Stephen Vullo QC

Year of Call: 1996  Silk: 2014  


Overview


Stephen Vullo QC has a significant criminal defence practice that runs alongside his advisory work in the field of cyber security and other related business issues. Frequently instructed at an early stage to give tactical advice. For example he has advised a large Internet Service Provider in relation to resisting a request by the United States Government for the IP addresses of customers said, following an F.B.I. investigation, to have connections to terrorism and fraud. The request was eventually withdrawn.

A well known international security company sought his advice to ensure that proposed ‘sting operations’ to root out fraud and breach of trust were constructed in such a way as to maximise the potential for the evidence obtained to be admissible in the UK courts. A large London brokerage firm asked for his tactical assistance in terms of a conflict that they had with an international merchant bank in respect of compliance and potential insider trading.

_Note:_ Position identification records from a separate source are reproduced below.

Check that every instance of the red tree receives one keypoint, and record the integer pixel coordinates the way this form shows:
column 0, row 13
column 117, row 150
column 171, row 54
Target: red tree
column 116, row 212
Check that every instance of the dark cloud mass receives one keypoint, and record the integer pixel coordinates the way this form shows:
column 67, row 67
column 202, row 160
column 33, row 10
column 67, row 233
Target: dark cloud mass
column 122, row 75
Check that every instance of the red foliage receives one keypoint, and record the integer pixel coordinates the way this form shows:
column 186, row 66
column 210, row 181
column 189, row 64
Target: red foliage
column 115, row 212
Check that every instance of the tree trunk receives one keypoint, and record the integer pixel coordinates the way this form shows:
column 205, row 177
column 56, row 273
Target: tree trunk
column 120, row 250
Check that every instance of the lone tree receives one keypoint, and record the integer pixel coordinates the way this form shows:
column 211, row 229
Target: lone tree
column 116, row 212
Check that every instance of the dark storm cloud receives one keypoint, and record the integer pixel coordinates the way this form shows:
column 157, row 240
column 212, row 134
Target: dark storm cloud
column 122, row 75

He is now advising numerous companies and other organisations in respect of the upcoming implementation of the General Data Protection Regulation (GDPR) and is working in close association with a well-known Cyber Security firm providing a full health check service.

Criminal Defence Practice – Stephen Vullo QC has been instructed to defend in many of the most high profile criminal cases in this jurisdiction in recent years. His previous clients include;

  • His Royal Highness Saud Abdulaziz Bin Nasser Al Saud, the Saudi Royal Prince accused of murder in the Landmark Hotel;
  • Sean McGuigan one of the blackmailers involved in trying to extort money from a member of the British Royal family;
  • Yassin Omar one of the 21st July London Bombers (on appeal and in the ECHR);
  • Dr Bilal Abdullah, the “Glasgow Bomber’;
  • Lance Corporal Cooley one of the British soldiers accused of abusing Iraqi prisoners at Camp Bread Basket, referred to in the international media as ‘Britain’s Abu Ghraib’ who was tried in a Courts Martial in Germany.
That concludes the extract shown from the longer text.